- Born: 10 April 1985 (age 41) Skellefteå, Sweden

Team
- Curling club: Skellefteå CK, Skellefteå, SWE
- Skip: Margaretha Sigfridsson
- Fourth: Cissi Östlund
- Third: Christina Bertrup
- Second: Maria Wennerström
- Alternate: Agnes Knochenhauer

Curling career
- World Championship appearances: 5 (2008, 2012, 2013, 2014, 2016)
- European Championship appearances: 4 (2010, 2011, 2012, 2013)
- Olympic appearances: 1 (2014)

Medal record
Curling
Representing Sweden
Olympic Games
| Silver medal – second place | 2014 Sochi | Team |
World Curling Championships
| Silver medal – second place | 2012 Lethbridge |  |
| Silver medal – second place | 2013 Riga |  |
European Curling Championships
| Gold medal – first place | 2010 Champéry |  |
| Gold medal – first place | 2013 Stavanger |  |
| Silver medal – second place | 2011 Moscow |  |
| Bronze medal – third place | 2012 Karlstad |  |
World Junior Curling Championships
| Silver medal – second place | 2005 Pinerolo |  |
| Bronze medal – third place | 2004 Trois-Rivières |  |

= Maria Wennerström =

Swedish curler

Maria Wennerström (born 10 April 1985) is a Swedish curler. She won a silver medal at the 2014 Winter Olympics as the second of the team skipped by Margaretha Sigfridsson.

== Curling career ==

=== Juniors ===
Wennerström's junior career sent her to four straight World Junior Curling Championships, from 2003 to 2006. At the 2003 World Junior Curling Championships, she was the alternate for the Swedish team skipped by Stina Viktorsson. Wennerström didn't play in any matches, and the team finished 4th. At the 2004 World Junior Curling Championships, Wennerström played lead for Viktorsson's team, and they improved on their 2003 record, by winning the bronze medal. At the 2005 World Junior Curling Championships, Wennerström was promoted, this time to play second for Viktorsson, and they had even more success, winning the silver medal, after losing in the final match against Switzerland's Tania Grivel. The team would return to the World Juniors the following year, however at the 2006 World Junior Curling Championships, they could not improve on their record, finishing 8th overall.

=== Women's ===
After juniors, Wennerström would continue to play with Viktorsson when they participated in the 2007 Winter Universiade, playing third on the team. The rink finished in 4th place. The following year, Wennerström was moved back to second on Viktorsson's rink when they played at the 2008 Ford World Women's Curling Championship. The team finished in 6th place at the event. The following year, they played in the 2009 Winter Universiade with Wennerström throwing third rocks again. They would finish 6th. The team would find their most success the following year, when they won the gold medal at the 2010 European Curling Championships, defeating Scotland's Eve Muirhead in the final. Wennerström played second on that team.

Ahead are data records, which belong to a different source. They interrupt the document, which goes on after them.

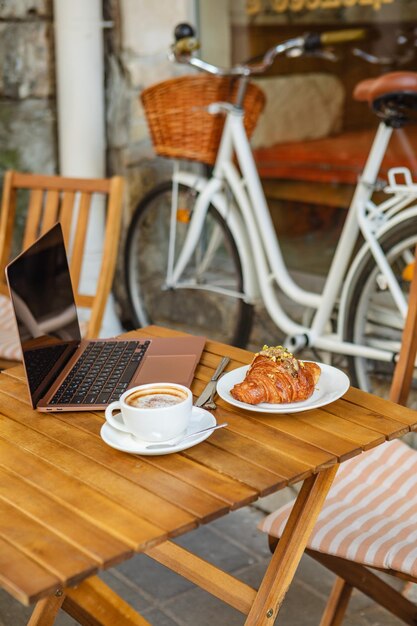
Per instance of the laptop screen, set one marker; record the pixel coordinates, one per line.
(43, 300)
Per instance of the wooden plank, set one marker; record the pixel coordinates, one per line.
(397, 412)
(207, 576)
(296, 450)
(267, 458)
(172, 469)
(290, 548)
(94, 603)
(264, 480)
(90, 504)
(339, 446)
(45, 547)
(119, 489)
(228, 489)
(46, 611)
(329, 423)
(389, 428)
(85, 536)
(23, 578)
(86, 441)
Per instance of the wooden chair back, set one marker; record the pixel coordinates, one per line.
(69, 201)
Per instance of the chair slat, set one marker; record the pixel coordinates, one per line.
(8, 211)
(65, 215)
(69, 201)
(50, 216)
(33, 217)
(79, 240)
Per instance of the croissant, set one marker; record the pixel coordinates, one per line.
(276, 376)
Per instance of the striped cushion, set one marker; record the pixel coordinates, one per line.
(370, 513)
(9, 341)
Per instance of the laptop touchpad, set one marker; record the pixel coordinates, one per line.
(174, 368)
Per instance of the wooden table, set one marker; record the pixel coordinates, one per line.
(71, 506)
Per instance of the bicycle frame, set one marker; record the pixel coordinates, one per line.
(250, 222)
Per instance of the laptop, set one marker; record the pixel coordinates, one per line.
(65, 372)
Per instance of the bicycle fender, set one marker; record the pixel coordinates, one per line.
(349, 282)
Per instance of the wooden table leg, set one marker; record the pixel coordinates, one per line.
(46, 610)
(289, 551)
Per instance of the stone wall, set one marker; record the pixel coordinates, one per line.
(27, 88)
(137, 56)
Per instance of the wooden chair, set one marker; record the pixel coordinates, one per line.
(69, 200)
(369, 519)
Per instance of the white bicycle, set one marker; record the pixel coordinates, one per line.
(200, 251)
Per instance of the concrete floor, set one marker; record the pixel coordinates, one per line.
(232, 542)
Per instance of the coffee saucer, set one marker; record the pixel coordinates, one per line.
(200, 418)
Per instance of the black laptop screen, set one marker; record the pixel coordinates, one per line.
(43, 300)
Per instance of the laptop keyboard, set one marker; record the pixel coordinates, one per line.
(102, 373)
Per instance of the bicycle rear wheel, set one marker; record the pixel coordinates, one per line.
(373, 318)
(197, 307)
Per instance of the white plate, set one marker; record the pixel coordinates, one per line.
(332, 384)
(200, 418)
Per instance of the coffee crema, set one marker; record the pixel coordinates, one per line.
(155, 398)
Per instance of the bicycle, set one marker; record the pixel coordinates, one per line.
(199, 244)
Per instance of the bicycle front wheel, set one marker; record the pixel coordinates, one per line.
(208, 299)
(372, 317)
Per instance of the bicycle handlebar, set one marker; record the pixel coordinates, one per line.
(186, 43)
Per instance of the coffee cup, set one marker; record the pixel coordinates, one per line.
(155, 412)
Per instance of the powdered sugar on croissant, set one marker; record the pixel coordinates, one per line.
(276, 376)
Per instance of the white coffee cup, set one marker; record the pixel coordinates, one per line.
(154, 412)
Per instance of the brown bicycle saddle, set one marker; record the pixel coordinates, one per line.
(392, 96)
(370, 89)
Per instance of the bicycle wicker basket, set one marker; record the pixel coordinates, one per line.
(179, 123)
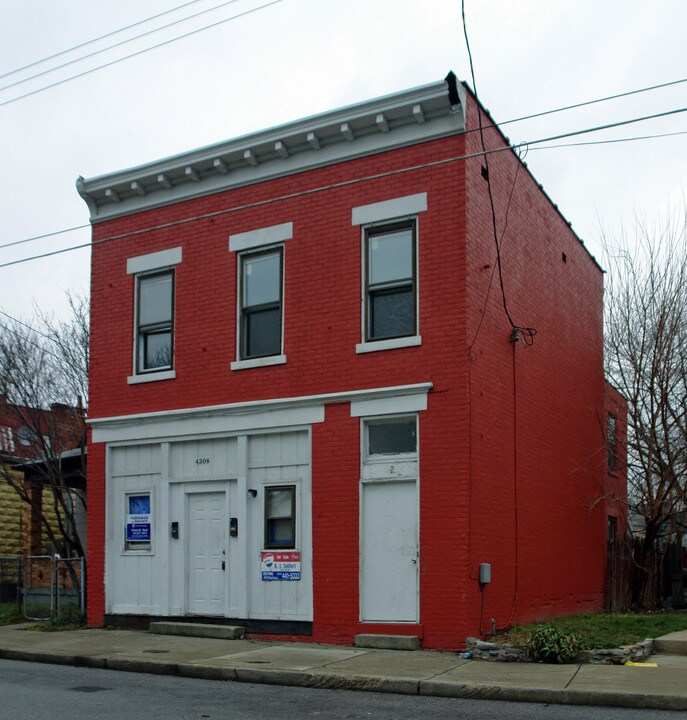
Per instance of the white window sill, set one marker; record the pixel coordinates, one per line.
(151, 377)
(258, 362)
(393, 344)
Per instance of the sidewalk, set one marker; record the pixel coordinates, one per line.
(332, 666)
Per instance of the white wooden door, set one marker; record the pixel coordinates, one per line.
(207, 553)
(389, 552)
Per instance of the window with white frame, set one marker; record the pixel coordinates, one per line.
(260, 325)
(6, 440)
(391, 436)
(260, 303)
(390, 281)
(154, 321)
(154, 314)
(390, 294)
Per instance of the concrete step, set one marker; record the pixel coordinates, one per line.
(220, 632)
(388, 642)
(672, 644)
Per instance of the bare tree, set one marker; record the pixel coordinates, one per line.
(44, 384)
(646, 359)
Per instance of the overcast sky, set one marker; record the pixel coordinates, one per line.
(295, 58)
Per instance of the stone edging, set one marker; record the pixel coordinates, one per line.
(482, 650)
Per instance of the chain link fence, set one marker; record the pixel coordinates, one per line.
(44, 587)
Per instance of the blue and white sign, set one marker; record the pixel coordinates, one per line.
(138, 519)
(280, 566)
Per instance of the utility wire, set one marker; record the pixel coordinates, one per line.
(593, 102)
(116, 45)
(609, 142)
(45, 235)
(524, 117)
(344, 183)
(139, 52)
(94, 40)
(487, 176)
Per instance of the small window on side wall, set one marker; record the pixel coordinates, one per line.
(280, 517)
(390, 281)
(137, 533)
(260, 323)
(612, 443)
(154, 321)
(393, 436)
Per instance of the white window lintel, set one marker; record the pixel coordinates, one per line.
(153, 261)
(397, 405)
(389, 209)
(151, 377)
(392, 344)
(258, 362)
(260, 237)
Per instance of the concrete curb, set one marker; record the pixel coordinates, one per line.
(327, 680)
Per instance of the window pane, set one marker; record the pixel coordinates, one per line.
(392, 438)
(280, 517)
(279, 502)
(280, 533)
(390, 257)
(261, 281)
(155, 299)
(157, 350)
(262, 332)
(392, 313)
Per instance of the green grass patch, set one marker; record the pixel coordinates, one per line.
(10, 613)
(605, 630)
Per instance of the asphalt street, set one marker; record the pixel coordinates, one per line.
(33, 691)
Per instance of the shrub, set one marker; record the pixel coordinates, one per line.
(549, 644)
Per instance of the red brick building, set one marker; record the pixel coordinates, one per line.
(311, 413)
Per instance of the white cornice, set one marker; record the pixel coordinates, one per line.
(386, 123)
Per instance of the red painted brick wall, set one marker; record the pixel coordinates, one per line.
(536, 445)
(507, 447)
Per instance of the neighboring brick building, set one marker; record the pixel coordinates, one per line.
(310, 412)
(23, 451)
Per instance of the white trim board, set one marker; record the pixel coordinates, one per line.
(153, 261)
(239, 417)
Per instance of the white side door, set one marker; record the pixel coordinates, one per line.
(207, 553)
(389, 552)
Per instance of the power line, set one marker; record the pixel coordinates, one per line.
(524, 117)
(344, 183)
(94, 40)
(116, 45)
(140, 52)
(609, 142)
(45, 235)
(593, 102)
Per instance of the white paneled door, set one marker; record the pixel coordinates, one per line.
(207, 553)
(389, 552)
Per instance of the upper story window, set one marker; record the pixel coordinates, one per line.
(390, 286)
(154, 314)
(155, 321)
(260, 322)
(390, 272)
(261, 304)
(6, 440)
(612, 442)
(391, 436)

Wennerström left the Viktorsson rink in 2011 to play with Sigfridsson as her second. The team would find immediate success, winning the silver medal at the 2011 European Curling Championships, after losing the final to Scotland's Muirhead. The team continued their success that season by winning a silver medal at the 2012 Ford World Women's Curling Championship, losing to Switzerland's Mirjam Ott in the final. They had another successful Euro Championship, when they won the bronze medal at the 2012 European Curling Championships and a silver medal at the 2013 World Women's Curling Championship.

For the 2013-14 curling season, the team won the gold medal at the 2013 European Curling Championships, a silver medal at the 2014 Winter Olympics and a 5th place finish at the 2014 World Women's Curling Championship. After their last world championship, the team finished 9th at the 2016 World Women's Curling Championship.

On the World Curling Tour, Wennerström has won two WCT bonspiels with the Sigfridsson rink, the 2011 Credit Suisse Women's Masters Basel and the 2012 Women's Masters Basel. Wennerström has played in four Grand Slam events, but has failed to qualify for the playoffs in any of them. She played in the 2010 Manitoba Lotteries Women's Curling Classic and the 2011 Players' Championship with Viktorsson, and the 2011 and 2012 Manitoba Lotteries Women's Curling Classics with Sigfridsson.

In 2011 she was inducted into the Swedish Curling Hall of Fame.

==Personal life==
Wennerström is engaged and has two children (born 2015 and 2018). She lives in Skellefteå, Västerbotten, Sweden.